Concepedia

Publication | Open Access

A Framework of Fog Computing: Architecture, Challenges, and Optimization

214

Citations

27

References

2017

Year

TLDR

Fog computing is an emerging distributed platform that brings computation close to data sources, reducing latency and cost, and is especially valuable for latency‑sensitive and mission‑intensive IoT services. The paper defines and compares fog computing architecture to other technologies, then investigates an application scenario by formulating and solving a resource‑optimization problem with a genetic algorithm. It presents a resource‑allocation framework that balances latency, reliability, fault tolerance, and privacy, and formulates the optimization problem for the application scenario, solving it with a genetic algorithm. The analysis yields insights into the scalability of fog computing systems.

Abstract

Fog computing (FC) is an emerging distributed computing platform aimed at bringing computation close to its data sources, which can reduce the latency and cost of delivering data to a remote cloud. This feature and related advantages are desirable for many Internet-of-Things applications, especially latency sensitive and mission intensive services.
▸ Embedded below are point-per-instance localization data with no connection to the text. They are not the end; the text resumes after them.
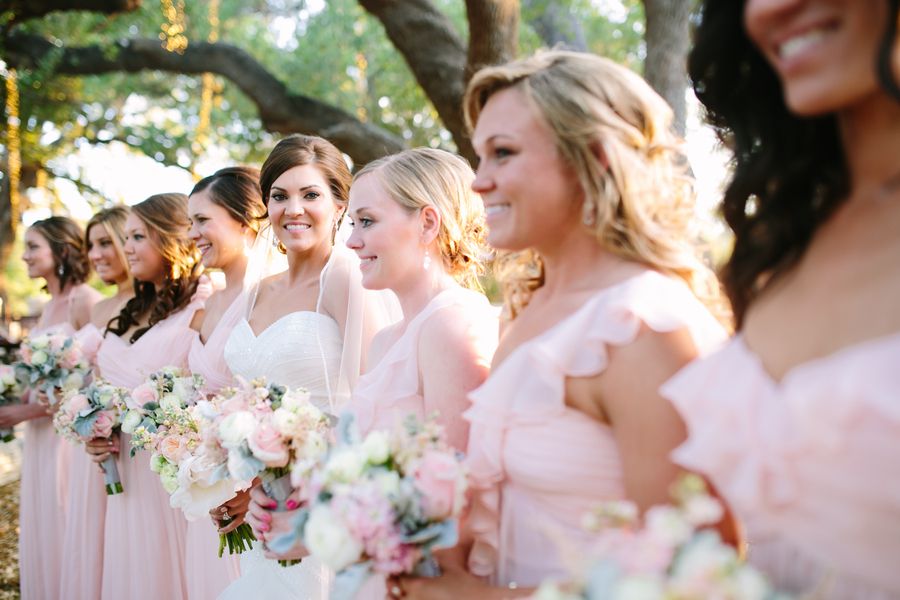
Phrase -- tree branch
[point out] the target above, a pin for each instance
(431, 47)
(279, 109)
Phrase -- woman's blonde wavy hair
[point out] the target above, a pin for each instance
(429, 177)
(616, 134)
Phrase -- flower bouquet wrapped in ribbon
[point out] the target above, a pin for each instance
(51, 362)
(268, 430)
(10, 393)
(92, 413)
(383, 504)
(670, 553)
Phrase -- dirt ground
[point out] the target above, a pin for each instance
(9, 541)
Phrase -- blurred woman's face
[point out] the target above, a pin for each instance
(144, 259)
(38, 256)
(824, 51)
(218, 236)
(104, 257)
(530, 194)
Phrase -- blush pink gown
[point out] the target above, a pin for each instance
(144, 538)
(207, 574)
(392, 390)
(810, 463)
(43, 487)
(82, 543)
(538, 465)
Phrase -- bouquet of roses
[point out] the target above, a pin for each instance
(52, 361)
(668, 556)
(94, 412)
(269, 431)
(10, 393)
(383, 504)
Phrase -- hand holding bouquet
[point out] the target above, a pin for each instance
(270, 431)
(384, 504)
(667, 555)
(10, 393)
(50, 362)
(93, 413)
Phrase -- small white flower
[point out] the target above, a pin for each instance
(376, 447)
(329, 540)
(132, 419)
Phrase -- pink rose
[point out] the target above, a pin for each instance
(172, 448)
(142, 395)
(76, 404)
(439, 478)
(103, 425)
(266, 444)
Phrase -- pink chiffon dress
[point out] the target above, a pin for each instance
(810, 463)
(43, 488)
(144, 538)
(392, 390)
(207, 574)
(538, 465)
(85, 509)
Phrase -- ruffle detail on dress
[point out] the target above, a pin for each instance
(575, 347)
(748, 432)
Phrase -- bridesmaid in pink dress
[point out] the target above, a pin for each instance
(577, 175)
(225, 210)
(54, 251)
(144, 538)
(419, 231)
(797, 420)
(82, 544)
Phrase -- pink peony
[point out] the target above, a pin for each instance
(266, 444)
(76, 404)
(104, 424)
(172, 448)
(437, 476)
(142, 395)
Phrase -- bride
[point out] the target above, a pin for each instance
(306, 326)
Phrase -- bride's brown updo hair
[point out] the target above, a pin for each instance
(167, 222)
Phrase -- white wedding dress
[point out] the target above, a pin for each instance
(301, 349)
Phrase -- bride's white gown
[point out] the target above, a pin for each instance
(301, 349)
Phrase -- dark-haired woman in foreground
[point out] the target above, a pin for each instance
(797, 421)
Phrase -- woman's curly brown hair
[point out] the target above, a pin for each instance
(66, 240)
(166, 218)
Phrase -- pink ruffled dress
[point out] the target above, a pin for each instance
(144, 538)
(82, 544)
(207, 574)
(538, 465)
(43, 488)
(391, 391)
(811, 464)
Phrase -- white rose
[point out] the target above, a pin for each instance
(284, 421)
(388, 482)
(170, 402)
(132, 419)
(236, 427)
(329, 540)
(346, 466)
(74, 381)
(376, 447)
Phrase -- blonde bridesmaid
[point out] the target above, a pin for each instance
(82, 547)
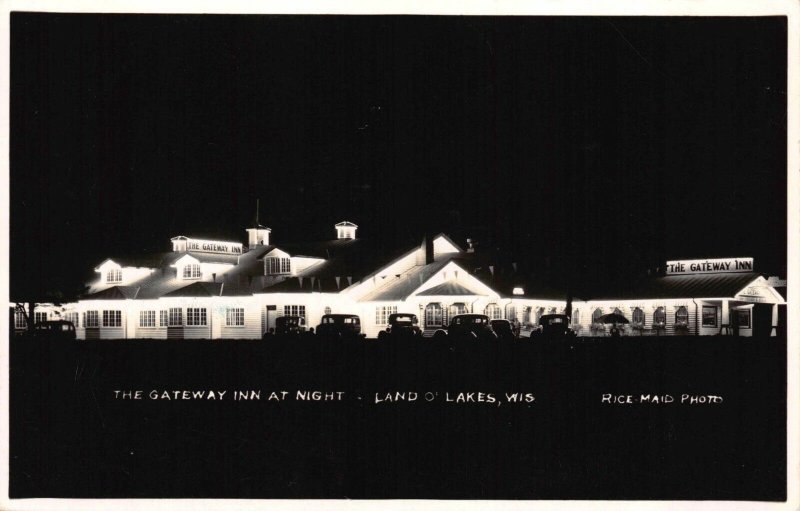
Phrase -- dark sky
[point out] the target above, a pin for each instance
(601, 146)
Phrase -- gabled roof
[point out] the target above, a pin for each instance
(716, 285)
(197, 289)
(144, 260)
(114, 293)
(451, 288)
(208, 257)
(400, 288)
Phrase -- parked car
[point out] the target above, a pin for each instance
(468, 326)
(290, 325)
(553, 326)
(401, 326)
(339, 326)
(56, 330)
(503, 329)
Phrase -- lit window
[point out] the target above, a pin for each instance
(195, 317)
(433, 315)
(114, 275)
(277, 265)
(234, 317)
(191, 271)
(382, 314)
(511, 312)
(19, 320)
(147, 319)
(112, 319)
(175, 316)
(72, 317)
(660, 316)
(493, 311)
(294, 310)
(709, 315)
(682, 316)
(91, 319)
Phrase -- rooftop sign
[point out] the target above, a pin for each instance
(731, 265)
(215, 247)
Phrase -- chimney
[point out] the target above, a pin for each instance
(427, 249)
(258, 234)
(345, 230)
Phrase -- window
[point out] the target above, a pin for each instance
(511, 313)
(112, 319)
(114, 275)
(147, 319)
(191, 271)
(91, 319)
(741, 318)
(195, 317)
(175, 316)
(277, 265)
(294, 310)
(234, 317)
(681, 316)
(709, 315)
(493, 311)
(659, 316)
(433, 315)
(19, 320)
(382, 314)
(72, 317)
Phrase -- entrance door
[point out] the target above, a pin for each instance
(762, 320)
(272, 315)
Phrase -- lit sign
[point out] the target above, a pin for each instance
(217, 247)
(736, 264)
(754, 294)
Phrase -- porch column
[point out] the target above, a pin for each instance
(725, 326)
(774, 331)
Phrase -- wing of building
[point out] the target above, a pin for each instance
(212, 289)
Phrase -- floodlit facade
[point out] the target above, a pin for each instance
(213, 289)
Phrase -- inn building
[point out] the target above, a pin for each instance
(215, 289)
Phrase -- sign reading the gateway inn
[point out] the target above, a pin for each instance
(734, 264)
(217, 247)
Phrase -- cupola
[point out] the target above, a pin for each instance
(346, 230)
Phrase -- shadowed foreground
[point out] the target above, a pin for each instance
(71, 437)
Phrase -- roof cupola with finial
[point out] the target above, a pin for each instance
(346, 230)
(258, 234)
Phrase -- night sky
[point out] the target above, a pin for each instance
(594, 147)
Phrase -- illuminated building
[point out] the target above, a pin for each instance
(212, 289)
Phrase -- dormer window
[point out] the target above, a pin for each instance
(277, 265)
(114, 275)
(191, 271)
(346, 230)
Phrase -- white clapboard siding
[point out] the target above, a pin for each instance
(251, 328)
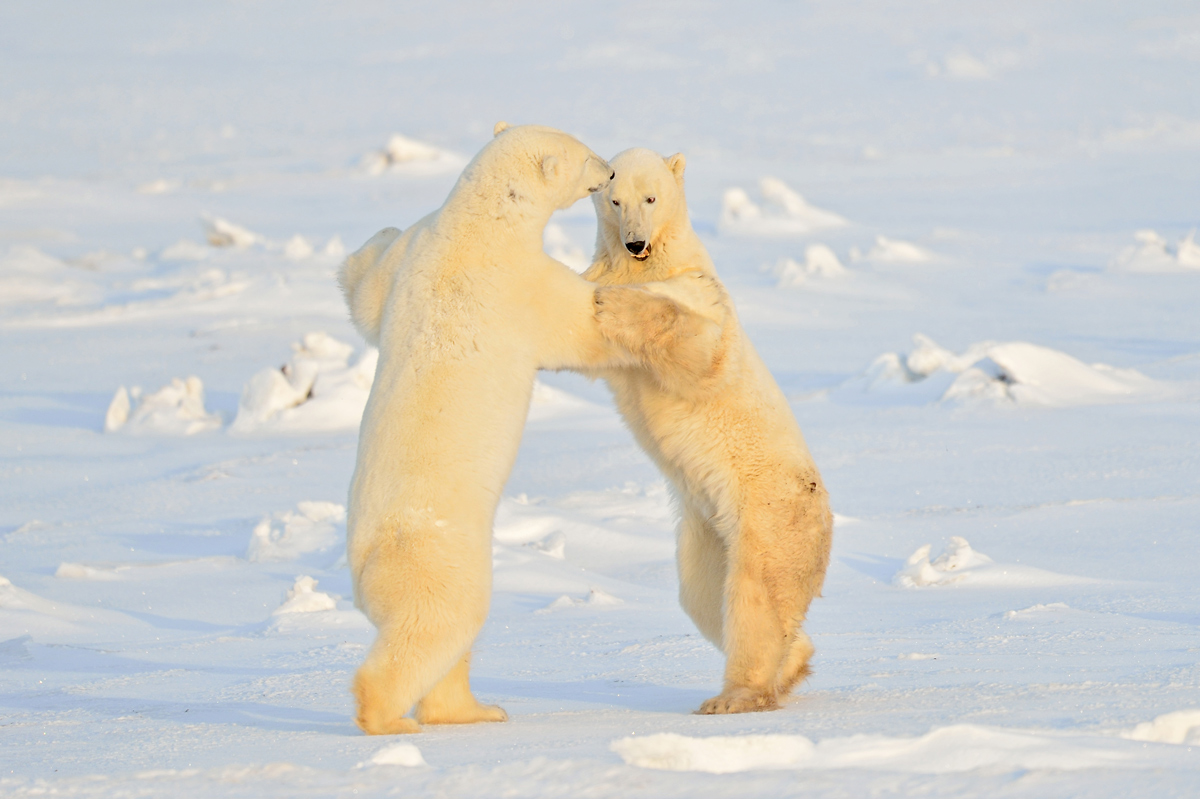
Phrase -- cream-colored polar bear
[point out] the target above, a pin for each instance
(756, 527)
(465, 307)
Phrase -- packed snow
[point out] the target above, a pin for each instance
(318, 389)
(783, 211)
(403, 155)
(972, 269)
(1006, 373)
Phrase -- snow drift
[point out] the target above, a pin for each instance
(783, 212)
(403, 155)
(313, 527)
(945, 750)
(1153, 254)
(960, 565)
(819, 262)
(1005, 373)
(316, 390)
(175, 409)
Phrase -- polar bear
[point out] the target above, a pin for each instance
(465, 307)
(756, 528)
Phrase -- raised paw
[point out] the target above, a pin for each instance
(738, 700)
(633, 316)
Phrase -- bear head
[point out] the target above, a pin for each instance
(642, 202)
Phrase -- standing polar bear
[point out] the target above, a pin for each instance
(756, 527)
(450, 397)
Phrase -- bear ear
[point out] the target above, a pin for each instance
(676, 163)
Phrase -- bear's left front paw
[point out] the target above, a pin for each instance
(633, 316)
(738, 700)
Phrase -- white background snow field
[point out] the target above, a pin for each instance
(961, 235)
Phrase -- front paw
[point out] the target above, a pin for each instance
(633, 314)
(738, 700)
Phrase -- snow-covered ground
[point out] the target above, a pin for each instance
(960, 234)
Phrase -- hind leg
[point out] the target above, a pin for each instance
(451, 702)
(702, 564)
(429, 602)
(796, 664)
(755, 635)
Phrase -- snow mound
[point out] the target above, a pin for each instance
(317, 390)
(175, 409)
(402, 155)
(595, 598)
(24, 613)
(223, 233)
(783, 212)
(945, 750)
(289, 534)
(893, 251)
(1036, 611)
(819, 262)
(304, 598)
(1179, 727)
(960, 565)
(30, 276)
(396, 755)
(561, 247)
(715, 755)
(1152, 254)
(67, 570)
(1007, 373)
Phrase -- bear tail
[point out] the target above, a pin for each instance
(365, 283)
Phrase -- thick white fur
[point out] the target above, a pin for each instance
(756, 528)
(466, 307)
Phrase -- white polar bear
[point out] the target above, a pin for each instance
(756, 527)
(465, 307)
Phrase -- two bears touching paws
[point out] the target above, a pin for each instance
(451, 394)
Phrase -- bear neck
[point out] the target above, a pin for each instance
(496, 187)
(522, 218)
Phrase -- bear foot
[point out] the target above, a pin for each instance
(633, 316)
(461, 715)
(402, 726)
(738, 700)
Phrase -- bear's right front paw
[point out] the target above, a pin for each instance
(738, 700)
(633, 316)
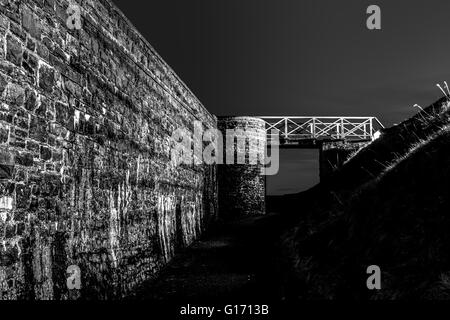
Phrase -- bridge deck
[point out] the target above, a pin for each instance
(308, 131)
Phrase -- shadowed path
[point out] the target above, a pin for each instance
(234, 262)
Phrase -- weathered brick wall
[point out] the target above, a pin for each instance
(86, 179)
(242, 188)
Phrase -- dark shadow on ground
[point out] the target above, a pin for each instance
(237, 261)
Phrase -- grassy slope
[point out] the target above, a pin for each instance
(390, 210)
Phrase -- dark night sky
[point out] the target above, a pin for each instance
(302, 57)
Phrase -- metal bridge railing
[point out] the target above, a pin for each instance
(303, 128)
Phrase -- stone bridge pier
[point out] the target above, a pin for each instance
(242, 187)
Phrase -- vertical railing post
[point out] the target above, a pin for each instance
(286, 130)
(314, 128)
(371, 128)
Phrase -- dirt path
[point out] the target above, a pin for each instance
(236, 262)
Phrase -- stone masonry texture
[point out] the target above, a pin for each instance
(86, 178)
(242, 188)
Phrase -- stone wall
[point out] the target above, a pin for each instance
(242, 188)
(86, 179)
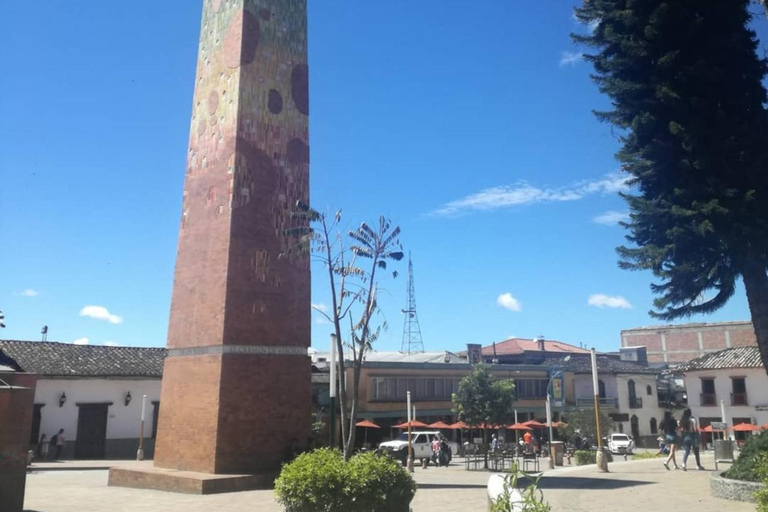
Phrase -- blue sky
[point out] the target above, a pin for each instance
(469, 125)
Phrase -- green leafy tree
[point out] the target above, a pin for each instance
(483, 399)
(354, 262)
(685, 83)
(582, 422)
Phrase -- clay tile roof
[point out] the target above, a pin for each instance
(66, 360)
(605, 364)
(519, 346)
(739, 357)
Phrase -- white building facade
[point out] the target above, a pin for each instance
(733, 381)
(94, 393)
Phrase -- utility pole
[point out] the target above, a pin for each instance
(412, 341)
(332, 419)
(602, 460)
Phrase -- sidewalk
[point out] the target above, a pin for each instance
(630, 486)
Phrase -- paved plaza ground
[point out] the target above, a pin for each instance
(634, 485)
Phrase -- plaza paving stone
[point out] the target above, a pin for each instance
(635, 485)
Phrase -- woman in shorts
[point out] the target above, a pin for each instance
(669, 426)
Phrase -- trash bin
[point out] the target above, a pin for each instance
(723, 451)
(558, 451)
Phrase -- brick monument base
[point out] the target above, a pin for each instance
(236, 397)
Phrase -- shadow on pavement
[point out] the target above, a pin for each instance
(448, 486)
(555, 482)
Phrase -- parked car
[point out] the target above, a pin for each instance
(422, 446)
(621, 444)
With comparisons to other computing technologies, the definition and architecture of FC are presented in this paper. The framework of resource allocation for latency reduction combined with reliability, fault tolerance, privacy, and underlying optimization problems are also discussed. We then investigate an application scenario and conduct resource optimization by formulating the optimization problem and solving it via a genetic algorithm. The resulting analysis generates some important insights on the scalability of the FC systems.